Diving in the Florida Keys
A million divers and snorkelers find their way to the Keys each year. Some prefer the bait-and-tackle ambiance of the Middle Keys, and others are drawn to the touristy kitsch at the end of the road in Key West, while everyone has the reefs of the Upper Keys on his or her to dive lists. Since each island offers a unique combination of temperament, topside attractions, and diving, try each one until you find a Key that fits. All share clear, warm water, with visibility ranging from 30 to over 100 feet. In the summer and fall, water temperature is in the 80s, dropping to the 70s in the winter. The Florida Keys are America's islands in the stream with a homegrown great barrier reef — the third-largest reef system in the world after Australia and Belize.
Many of Florida's endangered and threatened species dwell in the Keys. And all the 100 species of hard and soft coral, more than 350 species of fish, and the countless invertebrates that depend on this ecosystem live on the edge, at constant risk from pollution, ship groundings, and other human-made and natural hazards. In recognition of the reef's biodiversity and its precarious nature, in 1960 Florida created one of the world's first underwater marine parks, the John Pennekamp Coral Reef State Park, off Key Largo. Thirty years later, with the designation of the 2,800-square-nautical-mile Florida Keys National Marine Sanctuary, protection has been extended to all the waters surrounding the Keys and the reefs beneath them.
Key Largo is Dive Central USA, with dive shops as common as casinos on the Vegas strip. Why all the action? The reefs here sit between a rock and a good place. The large limestone mass that makes up Key Largo prevents Florida Bay water — with a high nutrient level that would ordinarily limit underwater visibility and coral growth — from flowing out onto the reef. Offshore, the Gulf Stream, that near-mythical current, brings the warm, clear water that allows the massive reefs of the Upper Keys to thrive even though they're near the northern limit for reef-building corals.
As your dive boat leaves Key Largo, watch for the solid green of the mangrove forest that lines the coast. The Keys have very few natural beaches; instead, there are the mangroves, standing on stiltlike roots in a saltwater environment that would kill other trees. Vital to the Keys' environment, mangroves stabilize the shoreline and provide a nursery for the many species of marine life that spend their juvenile lives hidden in the tree roots.

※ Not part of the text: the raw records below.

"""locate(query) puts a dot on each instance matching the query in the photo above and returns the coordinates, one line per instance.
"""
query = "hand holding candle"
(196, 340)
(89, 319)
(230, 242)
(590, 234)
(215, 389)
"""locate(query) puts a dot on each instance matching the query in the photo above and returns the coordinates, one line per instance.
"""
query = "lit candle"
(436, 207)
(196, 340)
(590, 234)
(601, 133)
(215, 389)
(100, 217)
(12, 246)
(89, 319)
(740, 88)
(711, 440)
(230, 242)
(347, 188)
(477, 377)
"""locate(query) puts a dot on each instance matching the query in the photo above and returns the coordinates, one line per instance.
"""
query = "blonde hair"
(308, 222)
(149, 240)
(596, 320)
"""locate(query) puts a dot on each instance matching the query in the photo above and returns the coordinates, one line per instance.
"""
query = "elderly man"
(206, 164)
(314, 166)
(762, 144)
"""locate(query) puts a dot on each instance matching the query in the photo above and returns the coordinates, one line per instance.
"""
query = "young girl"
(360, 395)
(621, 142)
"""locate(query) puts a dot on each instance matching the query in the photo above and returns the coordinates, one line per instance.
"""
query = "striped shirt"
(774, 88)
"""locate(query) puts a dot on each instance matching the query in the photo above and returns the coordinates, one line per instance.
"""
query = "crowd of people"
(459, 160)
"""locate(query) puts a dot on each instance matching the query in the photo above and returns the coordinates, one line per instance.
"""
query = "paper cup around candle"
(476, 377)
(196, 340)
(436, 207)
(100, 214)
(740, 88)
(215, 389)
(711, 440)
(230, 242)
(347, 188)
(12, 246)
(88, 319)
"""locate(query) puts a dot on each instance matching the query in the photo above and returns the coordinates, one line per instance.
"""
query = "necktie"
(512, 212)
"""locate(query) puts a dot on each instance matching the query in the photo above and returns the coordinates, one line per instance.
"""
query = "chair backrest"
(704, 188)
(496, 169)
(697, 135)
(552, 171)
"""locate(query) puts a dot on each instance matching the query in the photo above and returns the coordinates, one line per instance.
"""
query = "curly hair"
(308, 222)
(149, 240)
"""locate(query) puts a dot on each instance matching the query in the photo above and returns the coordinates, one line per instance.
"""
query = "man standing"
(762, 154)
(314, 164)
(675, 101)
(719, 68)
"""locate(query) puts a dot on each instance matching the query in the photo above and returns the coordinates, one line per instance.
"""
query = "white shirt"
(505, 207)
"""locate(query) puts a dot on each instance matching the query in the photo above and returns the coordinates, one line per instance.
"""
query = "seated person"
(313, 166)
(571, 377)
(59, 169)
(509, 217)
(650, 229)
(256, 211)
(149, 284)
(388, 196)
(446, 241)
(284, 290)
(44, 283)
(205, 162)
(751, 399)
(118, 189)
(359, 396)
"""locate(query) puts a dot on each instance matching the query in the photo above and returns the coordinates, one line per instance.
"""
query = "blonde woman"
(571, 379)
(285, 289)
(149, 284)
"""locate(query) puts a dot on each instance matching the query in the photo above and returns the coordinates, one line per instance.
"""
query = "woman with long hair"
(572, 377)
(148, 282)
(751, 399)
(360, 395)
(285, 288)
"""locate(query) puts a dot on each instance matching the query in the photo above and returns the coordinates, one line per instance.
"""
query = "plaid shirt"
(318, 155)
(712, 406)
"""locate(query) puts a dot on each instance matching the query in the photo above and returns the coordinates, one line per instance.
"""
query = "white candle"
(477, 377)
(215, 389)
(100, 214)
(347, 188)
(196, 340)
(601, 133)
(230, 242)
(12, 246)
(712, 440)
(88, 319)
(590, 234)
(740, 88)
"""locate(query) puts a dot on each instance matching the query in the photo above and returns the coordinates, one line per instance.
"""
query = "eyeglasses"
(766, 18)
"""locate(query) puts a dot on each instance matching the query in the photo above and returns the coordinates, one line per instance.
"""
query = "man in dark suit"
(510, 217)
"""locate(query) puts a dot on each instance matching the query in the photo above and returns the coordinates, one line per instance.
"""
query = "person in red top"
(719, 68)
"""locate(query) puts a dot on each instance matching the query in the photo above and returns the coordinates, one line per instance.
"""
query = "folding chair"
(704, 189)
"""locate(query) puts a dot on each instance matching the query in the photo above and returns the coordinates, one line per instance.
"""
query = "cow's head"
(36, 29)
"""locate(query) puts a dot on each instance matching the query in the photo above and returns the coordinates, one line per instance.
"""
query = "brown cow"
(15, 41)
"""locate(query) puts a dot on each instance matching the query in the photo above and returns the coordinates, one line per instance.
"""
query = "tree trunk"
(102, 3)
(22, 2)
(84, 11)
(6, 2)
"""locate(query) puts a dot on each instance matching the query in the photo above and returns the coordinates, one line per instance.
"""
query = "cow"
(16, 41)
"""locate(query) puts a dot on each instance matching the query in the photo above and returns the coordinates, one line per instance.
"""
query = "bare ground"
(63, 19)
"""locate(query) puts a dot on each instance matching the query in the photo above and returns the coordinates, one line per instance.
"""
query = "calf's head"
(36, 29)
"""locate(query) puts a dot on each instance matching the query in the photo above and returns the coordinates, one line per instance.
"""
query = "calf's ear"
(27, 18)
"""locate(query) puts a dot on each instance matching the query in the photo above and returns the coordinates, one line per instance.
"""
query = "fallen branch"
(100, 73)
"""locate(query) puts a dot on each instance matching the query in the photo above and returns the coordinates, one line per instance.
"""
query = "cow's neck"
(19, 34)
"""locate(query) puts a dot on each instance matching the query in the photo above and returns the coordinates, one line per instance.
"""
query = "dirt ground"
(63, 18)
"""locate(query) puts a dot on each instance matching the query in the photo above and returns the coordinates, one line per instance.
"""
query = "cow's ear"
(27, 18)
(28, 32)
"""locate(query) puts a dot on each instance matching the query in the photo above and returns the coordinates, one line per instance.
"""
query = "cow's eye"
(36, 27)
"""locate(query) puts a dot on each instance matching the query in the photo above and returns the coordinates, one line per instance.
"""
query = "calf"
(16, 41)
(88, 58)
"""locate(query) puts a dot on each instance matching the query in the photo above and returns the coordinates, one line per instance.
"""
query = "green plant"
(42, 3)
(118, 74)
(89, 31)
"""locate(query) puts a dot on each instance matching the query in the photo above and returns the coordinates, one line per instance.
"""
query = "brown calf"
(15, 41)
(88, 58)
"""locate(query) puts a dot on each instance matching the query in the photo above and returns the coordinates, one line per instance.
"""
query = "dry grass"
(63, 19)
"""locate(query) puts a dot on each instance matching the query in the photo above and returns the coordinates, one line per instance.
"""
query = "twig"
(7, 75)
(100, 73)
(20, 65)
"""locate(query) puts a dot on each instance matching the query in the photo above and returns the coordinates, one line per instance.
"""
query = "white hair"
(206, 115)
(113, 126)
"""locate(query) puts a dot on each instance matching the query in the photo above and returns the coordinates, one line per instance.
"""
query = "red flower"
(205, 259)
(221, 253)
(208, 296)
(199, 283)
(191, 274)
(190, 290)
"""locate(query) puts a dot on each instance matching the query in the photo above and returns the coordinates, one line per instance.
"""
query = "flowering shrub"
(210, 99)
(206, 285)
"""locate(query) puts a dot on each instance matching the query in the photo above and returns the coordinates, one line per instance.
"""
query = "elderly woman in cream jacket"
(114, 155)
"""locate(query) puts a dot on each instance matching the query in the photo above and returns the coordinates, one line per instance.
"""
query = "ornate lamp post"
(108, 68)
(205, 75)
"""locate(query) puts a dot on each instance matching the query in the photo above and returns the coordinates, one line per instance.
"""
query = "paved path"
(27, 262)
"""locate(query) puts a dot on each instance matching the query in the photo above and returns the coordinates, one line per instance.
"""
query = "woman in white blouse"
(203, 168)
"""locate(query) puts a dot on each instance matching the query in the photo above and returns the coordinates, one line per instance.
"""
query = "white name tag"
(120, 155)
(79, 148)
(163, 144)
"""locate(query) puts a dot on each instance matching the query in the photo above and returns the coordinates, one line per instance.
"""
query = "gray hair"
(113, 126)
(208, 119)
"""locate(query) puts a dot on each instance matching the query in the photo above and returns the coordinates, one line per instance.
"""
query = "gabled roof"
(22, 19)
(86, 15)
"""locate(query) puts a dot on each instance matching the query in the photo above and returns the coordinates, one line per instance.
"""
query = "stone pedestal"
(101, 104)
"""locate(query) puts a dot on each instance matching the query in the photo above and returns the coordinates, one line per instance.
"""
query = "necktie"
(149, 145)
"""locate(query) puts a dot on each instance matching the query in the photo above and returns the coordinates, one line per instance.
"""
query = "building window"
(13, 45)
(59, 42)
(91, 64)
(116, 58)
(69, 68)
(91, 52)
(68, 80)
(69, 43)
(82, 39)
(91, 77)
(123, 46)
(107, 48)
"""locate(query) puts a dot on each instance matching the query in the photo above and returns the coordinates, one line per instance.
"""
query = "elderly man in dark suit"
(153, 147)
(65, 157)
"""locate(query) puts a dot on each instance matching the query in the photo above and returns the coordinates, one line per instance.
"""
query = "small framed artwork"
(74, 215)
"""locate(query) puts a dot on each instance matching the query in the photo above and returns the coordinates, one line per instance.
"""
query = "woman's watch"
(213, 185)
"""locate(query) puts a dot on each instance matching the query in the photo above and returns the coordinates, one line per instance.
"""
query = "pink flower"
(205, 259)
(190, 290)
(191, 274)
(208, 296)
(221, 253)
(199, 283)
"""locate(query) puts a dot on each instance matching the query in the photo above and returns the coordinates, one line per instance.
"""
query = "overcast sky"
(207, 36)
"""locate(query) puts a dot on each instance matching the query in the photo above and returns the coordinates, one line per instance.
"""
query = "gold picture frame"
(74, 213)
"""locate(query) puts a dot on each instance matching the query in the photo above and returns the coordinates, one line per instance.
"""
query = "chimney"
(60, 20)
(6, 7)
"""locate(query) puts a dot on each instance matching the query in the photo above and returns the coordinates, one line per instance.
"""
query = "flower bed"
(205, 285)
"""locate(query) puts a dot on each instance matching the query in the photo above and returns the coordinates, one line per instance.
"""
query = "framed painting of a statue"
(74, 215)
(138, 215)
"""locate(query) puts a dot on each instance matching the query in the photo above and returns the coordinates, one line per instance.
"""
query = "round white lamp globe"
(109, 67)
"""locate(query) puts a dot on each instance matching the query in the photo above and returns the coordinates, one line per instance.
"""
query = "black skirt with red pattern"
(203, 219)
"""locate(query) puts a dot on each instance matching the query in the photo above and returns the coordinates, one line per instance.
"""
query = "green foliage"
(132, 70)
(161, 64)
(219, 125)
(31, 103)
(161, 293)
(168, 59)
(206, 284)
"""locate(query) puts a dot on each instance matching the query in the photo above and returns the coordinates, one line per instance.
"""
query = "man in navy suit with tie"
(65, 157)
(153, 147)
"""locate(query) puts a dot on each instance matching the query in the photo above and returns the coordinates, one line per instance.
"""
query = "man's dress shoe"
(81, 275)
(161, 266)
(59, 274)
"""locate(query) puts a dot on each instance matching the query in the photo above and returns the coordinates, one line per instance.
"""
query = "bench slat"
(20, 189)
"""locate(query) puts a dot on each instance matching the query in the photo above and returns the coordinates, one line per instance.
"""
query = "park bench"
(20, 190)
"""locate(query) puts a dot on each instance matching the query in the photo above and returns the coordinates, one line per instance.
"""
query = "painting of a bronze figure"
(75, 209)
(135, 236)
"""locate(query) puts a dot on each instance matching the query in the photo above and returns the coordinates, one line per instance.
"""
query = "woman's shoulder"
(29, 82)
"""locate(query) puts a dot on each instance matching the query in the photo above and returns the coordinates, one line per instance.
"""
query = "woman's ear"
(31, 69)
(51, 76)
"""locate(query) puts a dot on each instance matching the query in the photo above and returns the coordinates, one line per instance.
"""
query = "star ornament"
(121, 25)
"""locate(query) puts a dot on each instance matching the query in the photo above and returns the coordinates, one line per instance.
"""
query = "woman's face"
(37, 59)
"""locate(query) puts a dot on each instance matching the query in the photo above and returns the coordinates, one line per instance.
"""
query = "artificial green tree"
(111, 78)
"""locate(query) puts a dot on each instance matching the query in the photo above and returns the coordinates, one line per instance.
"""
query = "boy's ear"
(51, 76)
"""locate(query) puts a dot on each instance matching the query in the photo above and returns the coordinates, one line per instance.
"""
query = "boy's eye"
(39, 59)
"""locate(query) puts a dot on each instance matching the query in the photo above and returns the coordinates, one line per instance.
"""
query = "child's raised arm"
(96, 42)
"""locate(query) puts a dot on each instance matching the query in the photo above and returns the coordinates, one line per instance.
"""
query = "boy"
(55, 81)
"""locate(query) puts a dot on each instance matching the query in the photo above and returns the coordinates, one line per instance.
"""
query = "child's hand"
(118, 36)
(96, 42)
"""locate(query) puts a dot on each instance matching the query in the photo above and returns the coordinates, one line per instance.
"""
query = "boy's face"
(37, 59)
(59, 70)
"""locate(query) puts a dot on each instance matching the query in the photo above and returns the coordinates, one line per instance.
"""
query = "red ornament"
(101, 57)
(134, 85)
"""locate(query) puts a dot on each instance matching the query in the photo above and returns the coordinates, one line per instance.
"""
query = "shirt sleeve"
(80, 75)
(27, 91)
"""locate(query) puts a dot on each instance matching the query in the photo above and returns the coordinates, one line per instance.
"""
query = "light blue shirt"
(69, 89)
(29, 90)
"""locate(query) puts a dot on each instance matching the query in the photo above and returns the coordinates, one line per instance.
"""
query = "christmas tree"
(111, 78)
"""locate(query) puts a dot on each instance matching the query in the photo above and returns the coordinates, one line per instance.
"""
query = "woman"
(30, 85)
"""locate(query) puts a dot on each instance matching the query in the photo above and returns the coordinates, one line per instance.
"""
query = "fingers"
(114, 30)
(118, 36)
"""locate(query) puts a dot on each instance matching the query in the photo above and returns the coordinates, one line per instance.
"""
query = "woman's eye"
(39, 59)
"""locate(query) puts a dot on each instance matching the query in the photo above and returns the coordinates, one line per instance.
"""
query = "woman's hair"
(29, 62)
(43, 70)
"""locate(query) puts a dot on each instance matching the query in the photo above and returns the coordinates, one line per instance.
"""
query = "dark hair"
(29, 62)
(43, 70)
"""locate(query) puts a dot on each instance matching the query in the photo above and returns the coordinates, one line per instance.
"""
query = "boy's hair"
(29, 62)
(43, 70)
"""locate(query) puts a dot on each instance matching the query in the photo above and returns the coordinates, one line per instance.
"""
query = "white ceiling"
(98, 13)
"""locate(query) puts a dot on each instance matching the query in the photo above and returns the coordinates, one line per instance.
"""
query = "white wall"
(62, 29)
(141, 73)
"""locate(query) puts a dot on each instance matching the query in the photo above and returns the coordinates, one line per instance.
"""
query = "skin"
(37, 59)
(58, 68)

Passing over the clear shallow water, you enter vast beds of turtle grass, important feeding areas for the reef fish. Soon you're over white sand dotted with isolated coral heads. Farther offshore, these heads are more numerous, forming patch reefs. At three miles, the first real reef line occurs. It's shallow — usually no more than 25 feet at its deepest — and made up of mound and branching corals attended by schools of smaller fish like grunts and snapper. Most dive boats cruise over the first reef, heading for the main reef about five miles offshore. Bright turquoise water inshore of the reef denotes the sandy bottom, while offshore the water is cobalt where the bottom drops into the abyss. In between lie the massive bank reefs of the Upper Keys, the superstar dives of America's reef system, with more than 188 separate sites marked by mooring buoys.